Brian Boyles writing for Facts and Trends says, “I [have] friendships with other church leaders in the community. These… were vital to my personal and spiritual growth…” When things go wrong in pastors’ lives, they need someone to turn to, someone that will pray over them, someone to speak words of encouragement.

Many see the pastor as someone who has it all together, as someone who cannot have any faults or problems. If the pastor did it would prove God is not with him. In spite of this being utterly false many pastors and leaders face congregants that think and act this way. Most pastors feel alone with no one to talk to. 70% of pastors do not have someone they consider a close friend. They have no one in which they can talk to, vent to about ministry, or work through problems about congregants, families, and even their own marriage.

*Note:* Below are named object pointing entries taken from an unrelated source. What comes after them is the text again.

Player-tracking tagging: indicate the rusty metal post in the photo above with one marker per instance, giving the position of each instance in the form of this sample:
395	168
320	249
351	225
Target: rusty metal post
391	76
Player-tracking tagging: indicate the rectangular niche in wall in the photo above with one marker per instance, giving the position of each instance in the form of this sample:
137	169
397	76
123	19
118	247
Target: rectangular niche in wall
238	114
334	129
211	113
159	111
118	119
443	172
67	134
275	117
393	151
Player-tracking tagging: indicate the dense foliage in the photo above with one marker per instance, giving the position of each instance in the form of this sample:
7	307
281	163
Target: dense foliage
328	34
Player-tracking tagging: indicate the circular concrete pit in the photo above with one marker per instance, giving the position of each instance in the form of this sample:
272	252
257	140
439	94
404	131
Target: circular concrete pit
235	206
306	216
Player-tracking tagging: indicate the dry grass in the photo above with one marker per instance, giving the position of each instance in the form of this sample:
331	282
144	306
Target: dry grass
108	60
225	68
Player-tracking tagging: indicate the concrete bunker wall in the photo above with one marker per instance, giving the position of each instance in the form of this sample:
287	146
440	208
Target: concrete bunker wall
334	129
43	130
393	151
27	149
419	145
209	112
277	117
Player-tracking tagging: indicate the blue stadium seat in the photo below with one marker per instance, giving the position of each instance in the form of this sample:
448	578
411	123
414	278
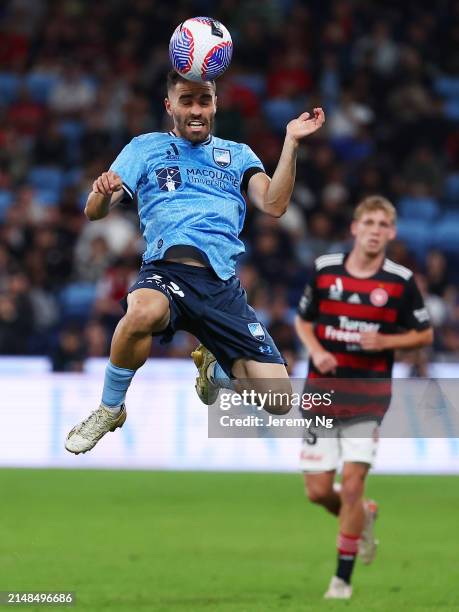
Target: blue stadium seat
417	234
9	87
46	178
452	188
445	233
47	197
447	87
279	112
421	208
76	300
6	199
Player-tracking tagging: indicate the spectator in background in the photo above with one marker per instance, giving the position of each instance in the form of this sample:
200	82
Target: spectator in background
68	102
69	353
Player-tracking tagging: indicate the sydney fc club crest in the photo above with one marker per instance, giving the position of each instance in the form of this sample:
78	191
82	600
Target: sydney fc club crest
222	157
169	179
379	297
257	331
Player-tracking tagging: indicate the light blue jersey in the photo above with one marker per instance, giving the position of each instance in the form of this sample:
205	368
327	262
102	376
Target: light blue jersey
188	194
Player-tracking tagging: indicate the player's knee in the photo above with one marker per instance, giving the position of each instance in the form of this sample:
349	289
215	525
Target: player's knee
352	491
278	400
318	495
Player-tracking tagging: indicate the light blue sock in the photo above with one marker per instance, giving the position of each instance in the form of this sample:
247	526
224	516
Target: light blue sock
220	378
116	384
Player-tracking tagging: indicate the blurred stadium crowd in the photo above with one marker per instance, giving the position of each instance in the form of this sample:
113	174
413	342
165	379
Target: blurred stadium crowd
79	79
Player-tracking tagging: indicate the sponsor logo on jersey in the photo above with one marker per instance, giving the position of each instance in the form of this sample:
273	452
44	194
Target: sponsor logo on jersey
222	157
215	178
354	299
336	290
349	330
172	154
158	280
257	331
379	297
169	179
265	349
421	315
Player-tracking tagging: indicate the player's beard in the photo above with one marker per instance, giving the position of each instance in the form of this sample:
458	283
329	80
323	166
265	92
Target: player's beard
186	132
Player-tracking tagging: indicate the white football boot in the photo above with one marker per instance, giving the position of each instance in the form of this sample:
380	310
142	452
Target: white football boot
368	543
86	434
338	589
207	391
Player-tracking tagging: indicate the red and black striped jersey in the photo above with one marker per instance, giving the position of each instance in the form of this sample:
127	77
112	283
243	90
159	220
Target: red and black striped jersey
342	306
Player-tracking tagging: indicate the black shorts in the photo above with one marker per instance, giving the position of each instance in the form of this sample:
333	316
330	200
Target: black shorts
213	310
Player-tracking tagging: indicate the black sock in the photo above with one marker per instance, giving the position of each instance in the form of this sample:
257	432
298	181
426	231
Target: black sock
345	567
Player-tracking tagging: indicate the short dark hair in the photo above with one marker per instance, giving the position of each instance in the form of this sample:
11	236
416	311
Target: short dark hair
174	77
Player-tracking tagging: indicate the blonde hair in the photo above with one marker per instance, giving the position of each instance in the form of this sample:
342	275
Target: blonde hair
373	203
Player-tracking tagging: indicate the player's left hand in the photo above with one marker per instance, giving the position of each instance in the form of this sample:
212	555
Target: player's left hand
372	341
305	124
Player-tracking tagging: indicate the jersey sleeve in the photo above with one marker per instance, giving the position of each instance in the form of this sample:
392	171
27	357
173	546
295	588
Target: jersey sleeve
413	313
130	166
308	306
251	165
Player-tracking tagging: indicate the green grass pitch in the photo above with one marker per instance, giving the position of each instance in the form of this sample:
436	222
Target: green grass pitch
175	542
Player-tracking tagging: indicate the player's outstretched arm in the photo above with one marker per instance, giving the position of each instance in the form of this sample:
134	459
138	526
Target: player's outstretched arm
107	190
412	339
273	196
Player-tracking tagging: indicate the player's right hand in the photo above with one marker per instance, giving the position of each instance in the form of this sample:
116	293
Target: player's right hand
325	362
107	183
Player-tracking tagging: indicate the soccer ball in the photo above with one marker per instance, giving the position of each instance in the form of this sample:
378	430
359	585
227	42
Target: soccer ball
200	49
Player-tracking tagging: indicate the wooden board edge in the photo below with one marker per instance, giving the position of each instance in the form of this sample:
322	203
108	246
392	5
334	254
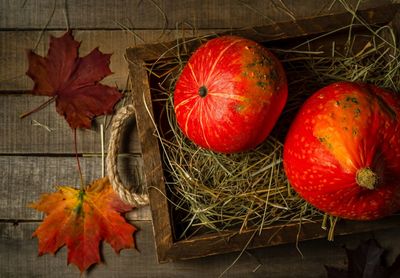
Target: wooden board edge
153	173
226	242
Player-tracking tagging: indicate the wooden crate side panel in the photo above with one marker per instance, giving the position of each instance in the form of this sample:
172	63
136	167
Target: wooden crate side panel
225	242
153	170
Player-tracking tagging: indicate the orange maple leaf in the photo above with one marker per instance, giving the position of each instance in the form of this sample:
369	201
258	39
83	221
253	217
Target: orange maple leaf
80	219
72	81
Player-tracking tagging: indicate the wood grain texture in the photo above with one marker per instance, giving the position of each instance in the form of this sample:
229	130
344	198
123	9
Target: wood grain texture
152	162
158	14
18	252
25	178
31	135
14	45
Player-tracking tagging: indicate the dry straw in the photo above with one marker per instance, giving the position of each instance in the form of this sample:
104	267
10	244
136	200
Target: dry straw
221	192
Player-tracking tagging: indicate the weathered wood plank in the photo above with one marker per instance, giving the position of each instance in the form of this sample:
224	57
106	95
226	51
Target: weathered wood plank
18	257
158	14
47	132
24	179
14	45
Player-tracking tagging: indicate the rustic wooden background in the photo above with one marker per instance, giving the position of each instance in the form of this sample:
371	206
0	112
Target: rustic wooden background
36	153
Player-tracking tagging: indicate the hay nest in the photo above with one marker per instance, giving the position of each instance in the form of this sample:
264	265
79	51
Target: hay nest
250	189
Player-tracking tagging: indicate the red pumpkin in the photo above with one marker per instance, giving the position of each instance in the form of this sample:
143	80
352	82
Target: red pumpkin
342	151
230	94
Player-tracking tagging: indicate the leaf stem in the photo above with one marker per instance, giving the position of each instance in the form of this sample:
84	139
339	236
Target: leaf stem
40	107
77	160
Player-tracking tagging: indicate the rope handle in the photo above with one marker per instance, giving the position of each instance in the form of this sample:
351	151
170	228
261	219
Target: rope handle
133	199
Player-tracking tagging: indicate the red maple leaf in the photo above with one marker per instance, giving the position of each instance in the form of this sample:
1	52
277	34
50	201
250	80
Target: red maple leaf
73	81
82	218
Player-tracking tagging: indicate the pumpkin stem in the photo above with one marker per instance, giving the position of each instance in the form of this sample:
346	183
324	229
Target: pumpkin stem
367	178
203	91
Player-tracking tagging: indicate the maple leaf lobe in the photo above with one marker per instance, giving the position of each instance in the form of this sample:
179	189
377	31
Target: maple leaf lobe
73	81
80	219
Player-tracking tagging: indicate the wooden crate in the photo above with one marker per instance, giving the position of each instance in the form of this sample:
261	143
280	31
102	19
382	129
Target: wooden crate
168	247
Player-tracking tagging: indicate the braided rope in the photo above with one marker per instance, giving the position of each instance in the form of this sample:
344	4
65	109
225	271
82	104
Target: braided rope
133	199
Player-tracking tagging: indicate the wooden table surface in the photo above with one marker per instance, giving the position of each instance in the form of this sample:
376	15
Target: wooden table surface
37	153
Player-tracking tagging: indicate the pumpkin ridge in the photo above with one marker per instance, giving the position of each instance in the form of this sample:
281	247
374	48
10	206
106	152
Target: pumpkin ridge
221	54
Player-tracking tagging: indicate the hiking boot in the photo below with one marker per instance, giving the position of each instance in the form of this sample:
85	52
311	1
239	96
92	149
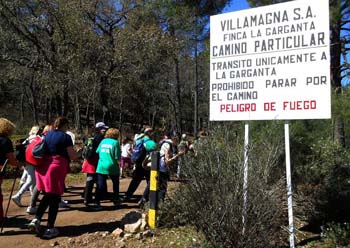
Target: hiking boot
118	201
31	210
17	200
50	233
63	204
34	225
96	207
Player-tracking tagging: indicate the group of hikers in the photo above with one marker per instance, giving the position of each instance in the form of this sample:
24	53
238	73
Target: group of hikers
103	157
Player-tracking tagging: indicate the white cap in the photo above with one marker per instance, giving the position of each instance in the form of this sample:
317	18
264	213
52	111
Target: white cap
101	125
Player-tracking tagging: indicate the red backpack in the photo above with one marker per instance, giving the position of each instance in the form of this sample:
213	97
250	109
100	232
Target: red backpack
29	152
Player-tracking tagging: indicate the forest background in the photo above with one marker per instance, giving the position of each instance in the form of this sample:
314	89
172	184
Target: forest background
134	62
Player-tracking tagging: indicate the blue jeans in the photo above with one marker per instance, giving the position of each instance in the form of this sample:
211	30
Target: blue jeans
101	186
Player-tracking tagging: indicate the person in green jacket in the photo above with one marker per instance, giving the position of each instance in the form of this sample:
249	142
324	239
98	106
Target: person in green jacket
108	165
140	173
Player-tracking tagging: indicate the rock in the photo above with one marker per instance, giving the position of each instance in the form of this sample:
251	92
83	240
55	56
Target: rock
144	224
118	233
133	228
120	244
127	236
147	233
54	244
131	217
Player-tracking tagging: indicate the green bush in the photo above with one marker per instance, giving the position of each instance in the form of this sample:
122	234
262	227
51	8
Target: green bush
212	198
337	234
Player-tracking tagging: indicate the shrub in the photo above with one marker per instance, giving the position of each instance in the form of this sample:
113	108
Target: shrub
212	198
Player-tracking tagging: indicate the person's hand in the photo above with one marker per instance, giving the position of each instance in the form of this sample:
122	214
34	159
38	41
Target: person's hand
180	153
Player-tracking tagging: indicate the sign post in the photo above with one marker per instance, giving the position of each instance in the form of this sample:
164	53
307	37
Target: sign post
245	174
289	186
271	64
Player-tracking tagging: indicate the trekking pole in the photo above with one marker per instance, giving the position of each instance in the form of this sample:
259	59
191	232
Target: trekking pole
8	203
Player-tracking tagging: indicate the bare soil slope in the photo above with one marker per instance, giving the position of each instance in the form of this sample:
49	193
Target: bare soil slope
71	222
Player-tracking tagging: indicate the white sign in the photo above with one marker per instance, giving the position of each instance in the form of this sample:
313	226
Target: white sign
271	62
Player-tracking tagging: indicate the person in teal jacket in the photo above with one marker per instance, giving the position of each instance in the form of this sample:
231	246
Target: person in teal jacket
108	165
140	173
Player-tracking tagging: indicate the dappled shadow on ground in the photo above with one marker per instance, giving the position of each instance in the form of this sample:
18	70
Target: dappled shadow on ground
72	231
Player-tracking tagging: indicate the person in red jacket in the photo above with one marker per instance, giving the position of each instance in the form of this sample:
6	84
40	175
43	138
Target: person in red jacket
7	154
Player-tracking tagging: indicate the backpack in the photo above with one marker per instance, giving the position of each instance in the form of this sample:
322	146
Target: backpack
34	159
88	149
139	152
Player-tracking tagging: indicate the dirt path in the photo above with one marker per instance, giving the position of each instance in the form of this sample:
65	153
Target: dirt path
71	222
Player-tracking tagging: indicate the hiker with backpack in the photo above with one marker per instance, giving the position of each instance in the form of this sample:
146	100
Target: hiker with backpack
50	176
125	161
108	165
7	155
90	160
28	176
168	156
30	159
143	146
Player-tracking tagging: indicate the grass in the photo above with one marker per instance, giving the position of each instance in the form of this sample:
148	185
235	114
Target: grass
179	237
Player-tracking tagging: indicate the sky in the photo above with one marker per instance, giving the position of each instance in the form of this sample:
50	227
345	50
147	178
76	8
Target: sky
235	5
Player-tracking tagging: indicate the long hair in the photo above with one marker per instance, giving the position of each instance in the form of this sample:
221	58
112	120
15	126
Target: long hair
112	133
6	127
60	122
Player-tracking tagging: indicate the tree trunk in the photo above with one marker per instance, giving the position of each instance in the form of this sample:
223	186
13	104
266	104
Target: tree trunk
195	117
339	133
178	108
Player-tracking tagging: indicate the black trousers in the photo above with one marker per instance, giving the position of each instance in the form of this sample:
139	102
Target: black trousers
139	174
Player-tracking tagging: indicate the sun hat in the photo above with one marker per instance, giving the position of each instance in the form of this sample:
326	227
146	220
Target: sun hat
101	125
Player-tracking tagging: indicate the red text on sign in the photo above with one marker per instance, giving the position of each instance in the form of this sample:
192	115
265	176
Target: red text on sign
299	105
244	107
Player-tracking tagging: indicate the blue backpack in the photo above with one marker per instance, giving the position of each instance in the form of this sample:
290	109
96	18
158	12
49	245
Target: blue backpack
139	152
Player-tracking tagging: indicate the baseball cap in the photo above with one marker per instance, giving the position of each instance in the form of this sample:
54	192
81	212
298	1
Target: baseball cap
101	125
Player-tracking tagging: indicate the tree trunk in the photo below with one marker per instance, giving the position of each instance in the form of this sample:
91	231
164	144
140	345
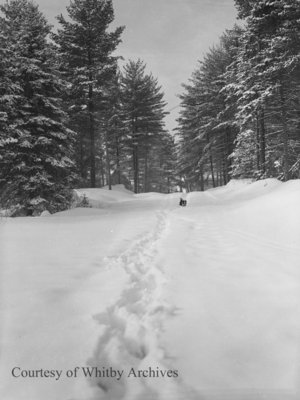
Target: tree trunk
92	137
201	178
118	160
135	169
262	141
285	134
146	172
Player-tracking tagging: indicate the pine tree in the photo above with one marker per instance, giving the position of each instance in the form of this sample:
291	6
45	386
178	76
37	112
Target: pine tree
36	169
143	114
268	78
85	49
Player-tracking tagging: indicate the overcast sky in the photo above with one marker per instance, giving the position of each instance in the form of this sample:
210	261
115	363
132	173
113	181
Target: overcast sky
169	35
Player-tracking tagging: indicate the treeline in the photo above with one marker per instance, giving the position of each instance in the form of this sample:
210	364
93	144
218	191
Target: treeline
240	112
68	115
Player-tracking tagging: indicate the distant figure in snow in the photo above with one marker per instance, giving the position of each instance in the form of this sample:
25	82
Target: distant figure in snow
182	202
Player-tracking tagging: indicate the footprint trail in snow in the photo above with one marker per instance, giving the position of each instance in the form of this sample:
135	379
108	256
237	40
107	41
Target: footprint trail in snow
132	328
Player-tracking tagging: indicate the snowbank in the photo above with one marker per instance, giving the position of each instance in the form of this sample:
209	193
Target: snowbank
209	292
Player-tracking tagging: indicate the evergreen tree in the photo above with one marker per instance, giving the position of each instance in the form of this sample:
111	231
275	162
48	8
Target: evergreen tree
85	49
268	78
36	169
143	114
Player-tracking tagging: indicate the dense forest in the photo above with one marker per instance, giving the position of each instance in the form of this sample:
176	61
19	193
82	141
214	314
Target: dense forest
240	111
70	116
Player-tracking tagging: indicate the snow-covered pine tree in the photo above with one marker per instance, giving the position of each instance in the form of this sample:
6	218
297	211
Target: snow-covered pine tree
143	113
36	168
268	77
85	48
207	127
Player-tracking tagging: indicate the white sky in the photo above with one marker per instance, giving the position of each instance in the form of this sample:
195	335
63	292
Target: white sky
169	35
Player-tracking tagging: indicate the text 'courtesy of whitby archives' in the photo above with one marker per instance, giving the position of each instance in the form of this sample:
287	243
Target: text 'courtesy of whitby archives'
94	372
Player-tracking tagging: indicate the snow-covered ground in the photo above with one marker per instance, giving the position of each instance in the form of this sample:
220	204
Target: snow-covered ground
209	292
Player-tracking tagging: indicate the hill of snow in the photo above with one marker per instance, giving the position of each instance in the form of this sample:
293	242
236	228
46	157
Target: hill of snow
208	293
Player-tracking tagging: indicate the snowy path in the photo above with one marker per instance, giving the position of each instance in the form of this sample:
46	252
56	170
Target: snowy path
210	291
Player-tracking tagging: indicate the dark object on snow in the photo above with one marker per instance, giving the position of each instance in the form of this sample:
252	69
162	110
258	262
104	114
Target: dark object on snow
182	202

70% say they constantly fight depression. Boyles says, “You need another person in your shoes to walk with you through times like this and other difficult things you’ll encounter in ministry—things you can’t bring before friends you have within your own congregation.”

Though I don’t have a formal congregation, as I am managing a homeless shelter, I do still look for and value the friendship and support of local pastors and ministry leaders.

Thinking through this I am drawn to Jesus. He himself had his select disciples whom he called friends (John 15:15). When he was tired from ministry he sought refuge with his friends saying, “Come with me by yourselves to a quiet place so we can rest” (Mark 6:31). When Jesus was facing his greatest trial he took his closest friends and asked them to pray with him (Luke 22:40, 46), to sit up with him in the night and keep watch over him (Mark 14:36). Jesus fellowshipped with his friends when he was tired. He leaned on them at his hour of suffering. He even needed his friend, whom he loved, when he was upon the cross (John19:25-27).

If Jesus ,our great shepherd, had need of friends who would fellowship with him, pray for him, and look after his personal wellbeing, how much more do we, his under-shepherds, need friends who will do the same?